A stressor can be any event, influence, or environmental condition that causes stress to an individual or population. Stressors are related to the concept of allostasis in that they place added physiological and psychological demands on its functions. In biology, this is often called a “stressor”. Stressors affect an organism’s homeostatic balance.
An example of a common stressor among humans is being stuck in traffic while late for work. This will elicit the “fight-or-flight response” causing the heart rate to increase and energy levels to decrease, but if a person were given a drug that counteracts these effects they would not be considered stressed.
This is the process through which individuals, populations, or species adapt to potential or actual environmental stressors. Any response that returns an individual or population to its normal condition from a perturbed state is considered an adaptation. If the stressor is more frequent and/or sustained than the ability of an organism to adapt it may result in decompensation, a state of being less adapted than before. This may result in either a temporary or permanent reduction of fitness within the population depending on whether the individual can recover.
Differential reproduction among individuals
This is a process through which changes in environmental conditions or some other stressor results in differential reproduction among individuals which increases their frequency relative to other members
of a population. An example of this is when organisms live in areas with food shortages where they can reproduce much more because other individuals within the population are dying from starvation.
The ability of an individual or species to resist becoming stressed, often called “stress resistance.” Stress resistance is dependent upon both biological factors such as age and immune function and external factors such as social support and coping style.
This is the process through which an organism returns to homeostasis after experiencing a stressor, often called “stress recovery.” This includes post-stress functioning and behavior that continues until the individual returns to its normal condition.

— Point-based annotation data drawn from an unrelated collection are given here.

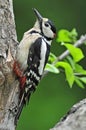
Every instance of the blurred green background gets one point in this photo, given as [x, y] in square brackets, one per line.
[53, 97]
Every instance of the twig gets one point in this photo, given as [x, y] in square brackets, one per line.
[78, 43]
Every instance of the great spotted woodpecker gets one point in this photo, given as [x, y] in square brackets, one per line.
[32, 55]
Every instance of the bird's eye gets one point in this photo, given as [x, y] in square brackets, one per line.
[46, 24]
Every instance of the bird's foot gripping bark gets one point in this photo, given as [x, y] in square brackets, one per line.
[19, 74]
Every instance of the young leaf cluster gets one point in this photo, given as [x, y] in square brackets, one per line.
[73, 71]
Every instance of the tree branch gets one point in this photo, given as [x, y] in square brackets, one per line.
[9, 91]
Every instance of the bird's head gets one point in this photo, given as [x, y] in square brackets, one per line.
[46, 26]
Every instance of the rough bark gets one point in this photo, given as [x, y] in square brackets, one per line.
[75, 118]
[9, 90]
[8, 84]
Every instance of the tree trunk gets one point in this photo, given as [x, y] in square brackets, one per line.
[75, 118]
[8, 85]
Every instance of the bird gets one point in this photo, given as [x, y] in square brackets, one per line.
[31, 57]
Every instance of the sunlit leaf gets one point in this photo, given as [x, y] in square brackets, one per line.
[63, 36]
[51, 68]
[67, 36]
[76, 53]
[68, 72]
[83, 79]
[79, 69]
[78, 82]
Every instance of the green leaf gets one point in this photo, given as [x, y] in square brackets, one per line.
[67, 36]
[83, 79]
[76, 53]
[68, 72]
[52, 58]
[71, 61]
[74, 34]
[79, 69]
[51, 68]
[78, 82]
[63, 36]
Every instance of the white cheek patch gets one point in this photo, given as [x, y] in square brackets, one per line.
[42, 56]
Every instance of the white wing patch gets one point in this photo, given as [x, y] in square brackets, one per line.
[42, 56]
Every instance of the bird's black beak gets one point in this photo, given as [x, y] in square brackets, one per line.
[38, 15]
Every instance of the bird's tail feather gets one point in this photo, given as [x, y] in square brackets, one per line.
[22, 103]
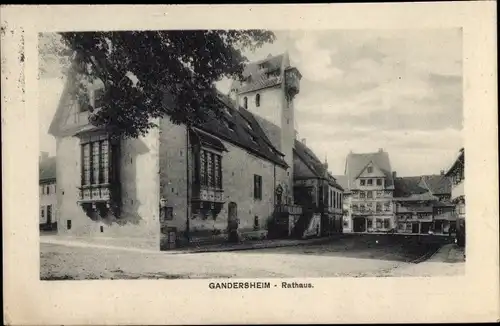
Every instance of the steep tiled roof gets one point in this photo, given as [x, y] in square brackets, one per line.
[406, 186]
[309, 158]
[47, 169]
[238, 126]
[355, 163]
[458, 160]
[256, 74]
[438, 184]
[426, 196]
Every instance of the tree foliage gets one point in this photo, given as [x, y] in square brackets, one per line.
[138, 69]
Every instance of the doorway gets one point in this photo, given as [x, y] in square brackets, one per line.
[358, 224]
[415, 228]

An example of this is when someone cuts their hand and it heals. Stress recovery is often divided into three distinct phases: “alarm,” “resistance” and “exhaustion.” These three stages vary among different organisms, different stressors, and the same individual experiencing different stressors.

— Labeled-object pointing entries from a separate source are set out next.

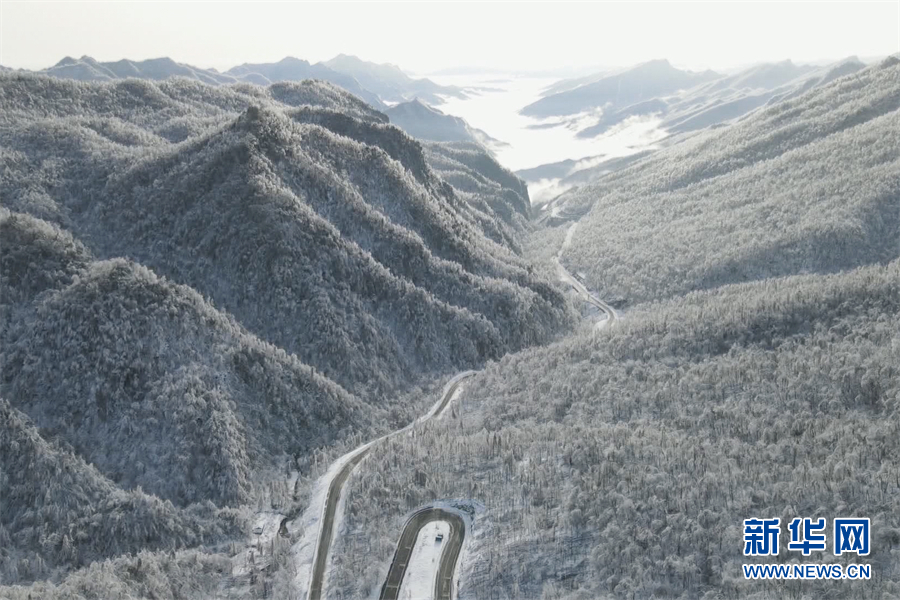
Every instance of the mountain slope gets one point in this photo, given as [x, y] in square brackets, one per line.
[295, 69]
[808, 185]
[132, 370]
[59, 512]
[621, 463]
[298, 231]
[427, 123]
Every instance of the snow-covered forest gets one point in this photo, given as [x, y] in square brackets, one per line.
[214, 293]
[203, 287]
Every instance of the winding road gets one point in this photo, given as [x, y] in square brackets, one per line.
[336, 486]
[443, 583]
[578, 286]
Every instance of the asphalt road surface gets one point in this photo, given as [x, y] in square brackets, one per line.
[443, 584]
[333, 497]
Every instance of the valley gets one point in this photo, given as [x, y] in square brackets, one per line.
[322, 330]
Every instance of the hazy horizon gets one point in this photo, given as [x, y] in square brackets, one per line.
[499, 37]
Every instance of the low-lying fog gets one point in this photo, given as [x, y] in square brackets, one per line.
[494, 107]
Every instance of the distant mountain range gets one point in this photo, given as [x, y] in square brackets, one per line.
[643, 82]
[685, 101]
[428, 123]
[377, 84]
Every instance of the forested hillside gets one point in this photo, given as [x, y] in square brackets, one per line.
[205, 285]
[810, 185]
[338, 245]
[621, 463]
[754, 373]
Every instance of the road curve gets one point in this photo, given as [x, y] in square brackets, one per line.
[443, 583]
[336, 486]
[577, 285]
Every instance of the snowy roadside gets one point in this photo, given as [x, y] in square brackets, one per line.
[308, 526]
[418, 583]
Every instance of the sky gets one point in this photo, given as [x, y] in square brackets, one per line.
[427, 37]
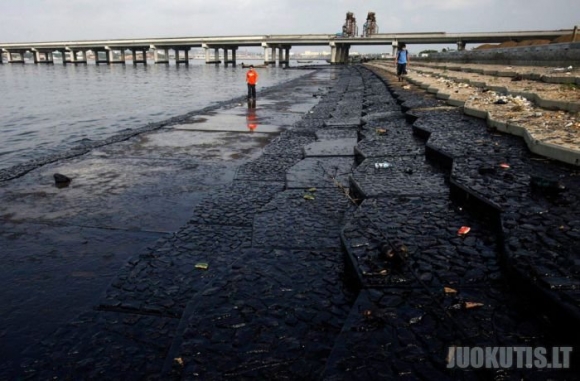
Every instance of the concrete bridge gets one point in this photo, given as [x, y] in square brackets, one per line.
[113, 51]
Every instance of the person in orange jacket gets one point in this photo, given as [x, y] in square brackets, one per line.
[251, 80]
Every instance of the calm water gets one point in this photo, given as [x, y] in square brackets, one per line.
[47, 108]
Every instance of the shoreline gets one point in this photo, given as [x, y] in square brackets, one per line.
[310, 262]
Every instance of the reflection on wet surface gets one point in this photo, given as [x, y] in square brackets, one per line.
[62, 246]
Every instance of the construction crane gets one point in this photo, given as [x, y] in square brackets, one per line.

This process refers to a change in environmental conditions or some other stressor that results in reduced reproduction. This may occur through various mechanisms including reduced fecundity or heightened levels of natural mortality. If an organism cannot adapt rapidly enough to new conditions it may simply die off.
Threats are very important for determining fitness
All organisms are constantly exposed to stressors that threaten their survival, so their ability to cope with these threats is very important for determining fitness. When the environment changes rapidly the phenotype of a species may need to change rapidly to survive, so individuals who are better able to cope with stressful conditions will be more likely to reproduce and pass on this ability. Therefore organisms evolved mechanisms for coping with stress such as the fight-or-flight response which prepares them to either escape or engage a stressor. This increased preparation comes at a cost, however, because it can cause exhaustion which decreases fitness.